Being a fan of Michael Pollan's similar synopsis of the modern diet, I set out to give it a try, and found the positive and negative aspects to be more complex then I suspected:

In Season Right Now

FOODS IN SEASON NOW

VEGETABLES
artichoke, arugula, asparagus, corn, cucumber, fava beans, kohlrabi, peas, radishes, rhubarb, spinach, zucchini

FRUIT & NUTS
apricots, cherries, grapefruit, lemons, limes, passion fruit, pineapple, plums, strawberries

MEAT
duck, lamb

FISH & SEAFOOD
mackerel

List from Eat The Seasons, North America , a quick way to check in on what's in season, with tips on storing and preparing(not to mention recipes!).  It updates regularly.  Another great resource is How to Pick a Peach: The Search for Flavor from Farm to Table by Russ Parsons.  Check out the side links, too!


Why eat seasonal?

1) This is what our ancestors did.
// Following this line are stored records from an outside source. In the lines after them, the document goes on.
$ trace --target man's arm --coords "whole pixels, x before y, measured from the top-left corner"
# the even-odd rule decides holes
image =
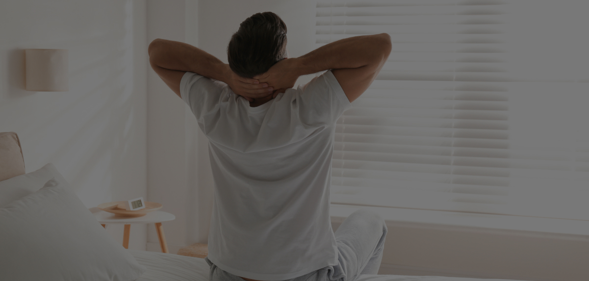
[[[342,39],[302,57],[277,62],[254,78],[276,88],[292,88],[300,75],[332,69],[350,102],[360,96],[380,72],[391,50],[386,34]]]
[[[147,49],[150,64],[162,80],[180,97],[180,80],[186,72],[226,83],[240,95],[251,99],[267,96],[272,88],[256,79],[240,77],[212,55],[181,42],[156,39]]]

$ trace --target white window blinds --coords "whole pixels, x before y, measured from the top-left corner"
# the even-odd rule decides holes
[[[393,46],[338,120],[332,203],[589,220],[588,2],[319,1],[317,47]]]

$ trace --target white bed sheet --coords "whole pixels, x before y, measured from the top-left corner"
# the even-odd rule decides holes
[[[147,271],[135,281],[209,281],[210,269],[204,259],[155,252],[129,250]],[[362,275],[356,281],[514,281],[442,276]]]

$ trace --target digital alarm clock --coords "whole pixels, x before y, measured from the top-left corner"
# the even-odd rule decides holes
[[[135,198],[127,201],[125,203],[125,210],[128,211],[137,211],[145,207],[145,203],[143,197]]]

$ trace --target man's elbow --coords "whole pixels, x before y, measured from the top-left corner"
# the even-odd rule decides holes
[[[157,49],[158,46],[159,46],[164,39],[157,38],[151,41],[150,43],[149,46],[147,47],[147,55],[151,57],[154,54],[154,52]]]

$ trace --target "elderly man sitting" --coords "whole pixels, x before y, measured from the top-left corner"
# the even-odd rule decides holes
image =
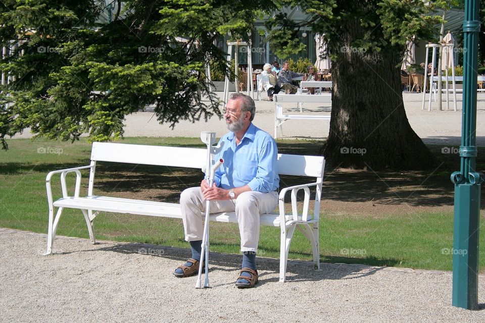
[[[283,68],[278,73],[278,85],[287,94],[294,94],[297,93],[298,87],[295,86],[292,82],[292,78],[297,76],[301,76],[303,73],[296,73],[288,70],[289,65],[287,62],[283,63]]]

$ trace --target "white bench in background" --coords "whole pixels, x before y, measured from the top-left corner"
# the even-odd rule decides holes
[[[318,92],[321,92],[322,88],[332,88],[331,81],[302,81],[300,83],[300,89],[305,87],[315,87],[318,89]]]
[[[438,76],[433,76],[433,87],[432,91],[433,93],[434,94],[434,101],[436,101],[436,92],[438,92],[438,82],[439,78]],[[443,88],[441,89],[441,91],[443,93],[447,93],[449,92],[450,93],[453,93],[453,78],[452,76],[449,76],[448,79],[447,79],[446,76],[442,76],[441,77],[442,82],[443,82]],[[447,90],[446,87],[445,82],[448,80],[448,89]],[[463,81],[463,76],[455,76],[455,82],[461,82]],[[477,77],[477,82],[485,82],[485,76],[483,75],[478,75]],[[458,87],[456,87],[456,86],[459,86]],[[456,90],[456,93],[463,93],[463,84],[455,84]],[[485,92],[485,88],[477,88],[476,89],[477,92]]]
[[[330,115],[290,115],[283,113],[283,107],[281,102],[297,102],[298,103],[307,102],[313,103],[331,103],[332,95],[324,94],[319,95],[308,94],[275,94],[274,98],[274,138],[278,136],[278,127],[279,127],[281,133],[283,133],[283,123],[289,119],[298,120],[329,120]],[[300,112],[302,108],[300,106]]]
[[[93,189],[97,162],[202,169],[205,168],[207,157],[207,150],[205,149],[93,143],[90,165],[54,171],[47,175],[45,181],[49,205],[49,223],[46,254],[52,252],[56,230],[64,208],[81,210],[87,225],[89,237],[93,243],[95,243],[93,221],[101,211],[181,219],[179,204],[94,195]],[[296,229],[303,233],[309,240],[313,255],[314,267],[316,270],[320,268],[318,226],[325,158],[322,156],[279,154],[277,163],[280,175],[309,177],[315,179],[315,182],[310,183],[280,188],[278,202],[279,213],[264,214],[261,217],[261,225],[274,227],[280,230],[279,281],[284,282],[288,252]],[[85,195],[81,195],[80,192],[80,171],[82,170],[89,170],[89,171],[87,192]],[[74,173],[76,175],[74,195],[72,195],[68,194],[69,191],[66,182],[66,176],[70,173]],[[54,201],[51,188],[51,180],[53,175],[58,174],[60,174],[62,197]],[[201,178],[202,175],[201,174]],[[301,211],[299,211],[297,203],[297,193],[300,190],[302,190],[304,193],[303,210]],[[315,194],[313,215],[311,214],[310,210],[311,191]],[[286,209],[288,208],[284,205],[285,197],[288,197],[288,196],[291,202],[291,209],[289,210]],[[55,208],[57,208],[58,210],[55,217]],[[205,213],[203,213],[203,216],[204,216]],[[237,222],[234,212],[212,214],[210,216],[210,220],[219,222]],[[237,237],[234,237],[235,240],[237,239]]]

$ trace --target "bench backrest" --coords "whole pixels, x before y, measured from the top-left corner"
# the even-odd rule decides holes
[[[207,149],[198,148],[93,142],[91,160],[202,169],[207,154]],[[323,156],[278,154],[278,172],[280,175],[321,179],[324,166]]]
[[[331,102],[332,95],[329,94],[275,94],[276,102]]]

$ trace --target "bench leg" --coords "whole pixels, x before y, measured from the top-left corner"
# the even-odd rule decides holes
[[[286,280],[288,252],[295,228],[296,226],[294,224],[281,229],[279,247],[279,281],[281,283],[284,283]]]
[[[92,242],[93,244],[95,244],[96,240],[94,239],[94,230],[93,228],[92,223],[94,221],[94,217],[92,216],[92,211],[89,210],[89,213],[88,214],[88,210],[81,210],[82,211],[82,214],[84,216],[84,220],[86,220],[86,224],[87,225],[87,231],[89,233],[89,240],[91,240],[91,242]],[[91,214],[90,220],[89,217],[89,214]]]
[[[313,269],[320,270],[320,244],[318,238],[318,224],[312,227],[308,224],[298,226],[298,230],[303,233],[310,241],[312,246],[312,254],[313,256]]]
[[[54,246],[54,238],[56,237],[56,229],[57,229],[57,224],[59,222],[59,218],[62,213],[62,207],[59,207],[57,210],[56,218],[54,218],[54,208],[51,206],[49,208],[49,227],[47,232],[47,251],[44,255],[52,253]]]

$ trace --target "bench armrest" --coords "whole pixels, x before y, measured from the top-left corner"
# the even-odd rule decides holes
[[[298,207],[297,194],[300,190],[303,190],[305,192],[305,197],[303,200],[303,212],[302,214],[302,220],[308,221],[310,220],[308,217],[308,209],[310,207],[310,188],[311,186],[316,186],[319,183],[310,183],[309,184],[301,184],[285,187],[280,191],[279,197],[280,223],[282,226],[284,225],[285,220],[284,211],[284,196],[286,193],[291,191],[292,199],[292,215],[293,221],[298,221]]]
[[[63,197],[67,197],[67,186],[66,184],[66,176],[70,173],[76,173],[76,184],[74,189],[74,196],[77,197],[79,196],[79,191],[81,188],[81,172],[80,170],[86,169],[91,169],[93,165],[87,165],[86,166],[81,166],[80,167],[74,167],[73,168],[67,168],[64,170],[59,170],[58,171],[53,171],[50,172],[45,178],[45,187],[47,189],[47,199],[49,203],[49,205],[52,205],[53,203],[52,198],[52,189],[51,187],[51,179],[53,175],[56,174],[61,174],[61,186],[62,189]]]

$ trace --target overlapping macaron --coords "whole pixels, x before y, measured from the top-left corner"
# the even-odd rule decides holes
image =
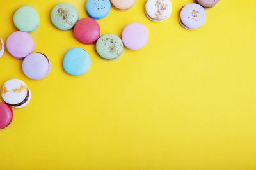
[[[145,6],[147,17],[156,22],[167,20],[171,15],[172,10],[170,0],[148,0]]]
[[[26,106],[31,97],[31,92],[25,83],[15,78],[4,83],[1,94],[4,102],[15,108]]]
[[[127,11],[135,4],[136,0],[110,0],[112,6],[118,11]]]
[[[78,21],[78,11],[76,7],[68,3],[57,4],[51,13],[51,21],[60,30],[69,30]]]

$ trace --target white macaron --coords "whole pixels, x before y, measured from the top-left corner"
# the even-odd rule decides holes
[[[0,57],[2,57],[4,52],[4,43],[2,39],[0,38]]]
[[[201,5],[189,4],[181,10],[179,20],[183,27],[189,30],[196,29],[205,22],[206,13]]]
[[[19,79],[11,79],[5,82],[1,93],[5,103],[15,108],[26,106],[31,97],[29,89]]]
[[[161,22],[167,20],[172,10],[170,0],[148,0],[145,6],[145,13],[152,21]]]

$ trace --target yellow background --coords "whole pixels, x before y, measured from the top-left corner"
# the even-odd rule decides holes
[[[178,21],[192,0],[172,0],[172,15],[160,24],[146,17],[146,1],[127,11],[112,8],[99,20],[102,34],[120,36],[134,22],[150,33],[145,48],[125,48],[113,62],[51,24],[59,3],[87,17],[86,1],[0,1],[4,42],[17,31],[16,10],[38,11],[35,52],[52,65],[47,78],[35,81],[23,74],[21,60],[7,51],[0,59],[1,85],[19,78],[32,92],[29,104],[14,110],[12,124],[0,131],[0,169],[256,169],[255,0],[221,0],[196,31]],[[62,67],[74,47],[92,62],[78,77]]]

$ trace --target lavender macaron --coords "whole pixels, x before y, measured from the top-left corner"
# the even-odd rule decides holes
[[[6,48],[14,57],[22,59],[34,50],[35,43],[32,37],[27,32],[17,31],[7,39]]]
[[[50,73],[50,60],[42,53],[29,54],[23,60],[22,70],[25,75],[31,79],[43,79]]]

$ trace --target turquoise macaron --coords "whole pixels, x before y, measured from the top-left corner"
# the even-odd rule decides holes
[[[63,68],[72,76],[86,73],[91,66],[91,58],[84,49],[74,48],[69,50],[64,57]]]
[[[73,5],[61,3],[52,10],[51,19],[54,26],[60,30],[69,30],[78,21],[78,11]]]
[[[111,6],[109,0],[88,0],[86,11],[92,18],[101,20],[109,13]]]
[[[40,24],[40,17],[36,10],[30,6],[23,6],[19,8],[13,15],[13,22],[19,30],[32,32]]]
[[[123,42],[115,34],[104,34],[100,37],[96,43],[97,52],[106,60],[116,59],[121,55],[123,50]]]

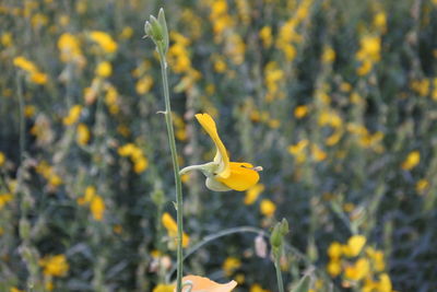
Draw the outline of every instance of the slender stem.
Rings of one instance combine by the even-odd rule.
[[[172,120],[172,107],[170,107],[170,96],[168,92],[168,80],[167,80],[167,61],[165,59],[165,52],[163,46],[157,45],[157,51],[160,54],[160,62],[161,62],[161,72],[163,75],[163,86],[164,86],[164,98],[165,98],[165,122],[167,124],[167,133],[168,133],[168,142],[170,144],[172,151],[172,160],[173,160],[173,170],[175,173],[175,182],[176,182],[176,213],[177,213],[177,281],[176,281],[176,291],[182,291],[182,264],[184,264],[184,255],[182,255],[182,232],[184,232],[184,223],[182,223],[182,183],[180,182],[179,175],[179,163],[176,152],[176,140],[175,133],[173,129],[173,120]]]
[[[284,281],[282,280],[282,272],[281,272],[281,255],[277,253],[277,256],[274,256],[274,268],[276,270],[276,280],[277,287],[280,288],[280,292],[284,292]]]
[[[16,87],[20,103],[20,162],[24,160],[24,151],[26,148],[26,120],[24,114],[24,96],[21,82],[21,73],[16,75]]]

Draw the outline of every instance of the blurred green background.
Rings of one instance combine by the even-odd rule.
[[[287,287],[434,291],[437,1],[421,0],[1,1],[0,290],[172,291],[175,184],[142,38],[161,7],[181,166],[213,157],[193,118],[209,113],[233,161],[264,170],[247,192],[182,177],[186,250],[286,218]],[[276,291],[258,230],[185,271]]]

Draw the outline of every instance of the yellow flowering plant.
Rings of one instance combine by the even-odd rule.
[[[232,189],[244,191],[255,186],[259,180],[258,172],[262,171],[262,167],[247,162],[231,162],[212,117],[209,114],[197,114],[196,118],[214,142],[216,153],[212,162],[187,166],[179,174],[194,170],[201,171],[206,176],[206,187],[215,191]]]

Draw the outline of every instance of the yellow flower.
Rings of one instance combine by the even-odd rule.
[[[264,191],[264,185],[262,184],[257,184],[249,188],[246,191],[245,205],[252,205],[262,191]]]
[[[101,48],[106,52],[117,51],[118,45],[114,42],[113,37],[105,32],[94,31],[91,32],[90,37],[97,43]]]
[[[323,54],[321,55],[321,60],[324,63],[331,63],[335,60],[335,50],[331,47],[324,47]]]
[[[391,292],[391,280],[390,277],[385,272],[379,276],[378,282],[378,291],[379,292]]]
[[[90,210],[93,214],[94,220],[102,221],[105,213],[105,201],[101,196],[95,195],[91,200]]]
[[[46,84],[47,83],[47,74],[42,72],[35,72],[31,74],[31,81],[36,84]]]
[[[173,292],[174,290],[174,284],[157,284],[152,292]]]
[[[79,120],[79,118],[81,117],[81,113],[82,113],[82,106],[81,105],[72,106],[70,108],[70,112],[69,112],[68,116],[62,119],[63,125],[71,126],[74,122],[76,122]]]
[[[333,242],[328,247],[328,256],[330,258],[340,258],[342,255],[342,245],[338,242]]]
[[[327,159],[328,154],[321,150],[317,144],[311,145],[311,155],[316,162],[320,162]]]
[[[260,203],[260,211],[265,217],[272,217],[276,211],[276,206],[271,200],[264,199]]]
[[[294,109],[294,116],[296,118],[304,118],[306,115],[308,115],[308,106],[306,105],[296,106]]]
[[[402,170],[411,171],[421,162],[421,153],[418,151],[412,151],[402,163]]]
[[[228,283],[220,284],[204,277],[189,275],[182,278],[182,284],[191,285],[191,292],[231,292],[237,285],[237,282],[233,280]]]
[[[27,60],[26,58],[24,58],[22,56],[15,57],[13,59],[13,65],[23,69],[24,71],[29,72],[29,73],[34,73],[34,72],[38,71],[38,69],[32,61]]]
[[[95,70],[96,75],[107,78],[113,74],[113,66],[108,61],[99,62]]]
[[[343,253],[347,257],[356,257],[366,244],[364,235],[354,235],[347,241],[347,245],[343,246]]]
[[[228,257],[223,262],[222,269],[226,276],[231,276],[236,269],[241,267],[241,261],[236,257]]]
[[[35,115],[35,106],[33,106],[33,105],[26,105],[25,107],[24,107],[24,116],[26,117],[26,118],[31,118],[31,117],[33,117],[34,115]]]
[[[88,127],[86,127],[85,124],[79,124],[78,129],[76,129],[76,135],[75,135],[75,141],[80,145],[85,145],[90,141],[90,130]]]
[[[141,156],[140,159],[134,161],[133,171],[138,174],[144,172],[149,166],[149,161],[146,157]]]
[[[231,189],[247,190],[259,180],[258,171],[262,167],[253,167],[247,162],[229,162],[229,156],[222,140],[218,137],[215,121],[208,114],[197,114],[196,118],[213,140],[216,154],[213,162],[203,165],[185,167],[180,174],[192,170],[200,170],[206,176],[206,187],[211,190],[226,191]]]
[[[167,212],[163,214],[161,221],[164,227],[167,230],[168,236],[176,238],[177,236],[177,224],[172,215]],[[182,234],[182,246],[187,247],[190,242],[190,237],[184,232]]]
[[[328,262],[327,271],[331,277],[336,277],[341,273],[341,262],[339,259],[331,259]]]
[[[0,161],[1,161],[1,159],[0,159]],[[1,165],[1,162],[0,162],[0,165]],[[429,188],[429,182],[425,178],[422,178],[416,183],[416,191],[420,195],[423,195],[424,191],[427,190],[428,188]]]
[[[145,75],[141,78],[135,85],[135,90],[138,94],[145,94],[147,93],[153,85],[153,78],[150,75]]]
[[[0,151],[0,166],[4,164],[7,157],[4,156],[3,152]]]
[[[39,260],[39,266],[46,276],[64,277],[69,271],[69,264],[64,255],[47,256]]]
[[[0,210],[3,209],[3,207],[4,207],[8,202],[12,201],[12,198],[13,198],[12,195],[9,194],[9,192],[0,194]]]

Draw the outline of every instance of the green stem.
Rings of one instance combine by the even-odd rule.
[[[282,280],[280,260],[281,260],[281,253],[277,253],[277,255],[274,255],[274,268],[276,270],[276,280],[277,280],[277,287],[280,288],[280,292],[284,292],[284,281]]]
[[[21,73],[16,75],[16,87],[20,103],[20,162],[23,163],[24,151],[26,148],[26,119],[24,115],[24,96],[21,83]]]
[[[167,133],[168,133],[168,142],[170,144],[172,151],[172,160],[173,160],[173,171],[175,173],[175,182],[176,182],[176,212],[177,212],[177,281],[176,281],[176,291],[182,291],[182,264],[184,264],[184,255],[182,255],[182,232],[184,232],[184,223],[182,223],[182,183],[180,182],[179,175],[179,163],[176,152],[176,140],[175,133],[173,129],[173,118],[172,118],[172,107],[170,107],[170,95],[168,92],[168,80],[167,80],[167,61],[165,59],[164,46],[157,45],[157,51],[160,54],[160,62],[161,62],[161,72],[163,77],[163,86],[164,86],[164,98],[165,98],[165,122],[167,125]]]

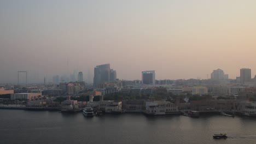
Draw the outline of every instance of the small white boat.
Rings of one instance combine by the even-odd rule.
[[[86,117],[94,116],[94,109],[92,107],[85,107],[83,109],[83,114]]]

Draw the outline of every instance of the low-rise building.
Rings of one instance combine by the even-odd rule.
[[[167,92],[173,94],[181,94],[183,92],[182,88],[167,88]]]
[[[195,86],[192,88],[192,94],[206,94],[208,93],[207,87],[205,86]]]
[[[243,87],[232,87],[229,88],[229,94],[237,97],[241,92],[244,92],[245,88]]]
[[[14,100],[32,100],[39,98],[42,96],[41,93],[24,93],[11,94],[10,99]]]
[[[145,113],[149,115],[164,115],[179,113],[178,106],[170,101],[147,101]]]
[[[13,94],[14,90],[7,90],[5,89],[4,88],[0,88],[0,95],[1,94]]]
[[[123,100],[122,109],[124,112],[143,112],[145,109],[145,103],[141,100]]]

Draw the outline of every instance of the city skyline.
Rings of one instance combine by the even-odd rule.
[[[156,79],[205,79],[217,68],[231,79],[242,68],[254,76],[255,5],[1,1],[0,81],[16,82],[20,70],[27,71],[28,82],[47,81],[106,63],[125,80],[139,79],[147,69],[155,70]]]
Up until very recently in the course of history, foods weren't available year-round, and so when a particular item was abundant, it was enjoyed and savored, rather then taken for granted. 

2) It encourages you to include both a greater volume and more diversity in the produce you consume, not to mention tasting better!  When farmers choose crops to not spoil when they're shipped long distances, flavor looses out.  

3) It's healthier; eating seasonally makes it easier to eat locally grown food, which means that chances are your food will be fresher, therefore more nutritious, and less likely to be covered in the more creepy chemicals used to keep food good until it gets to the store.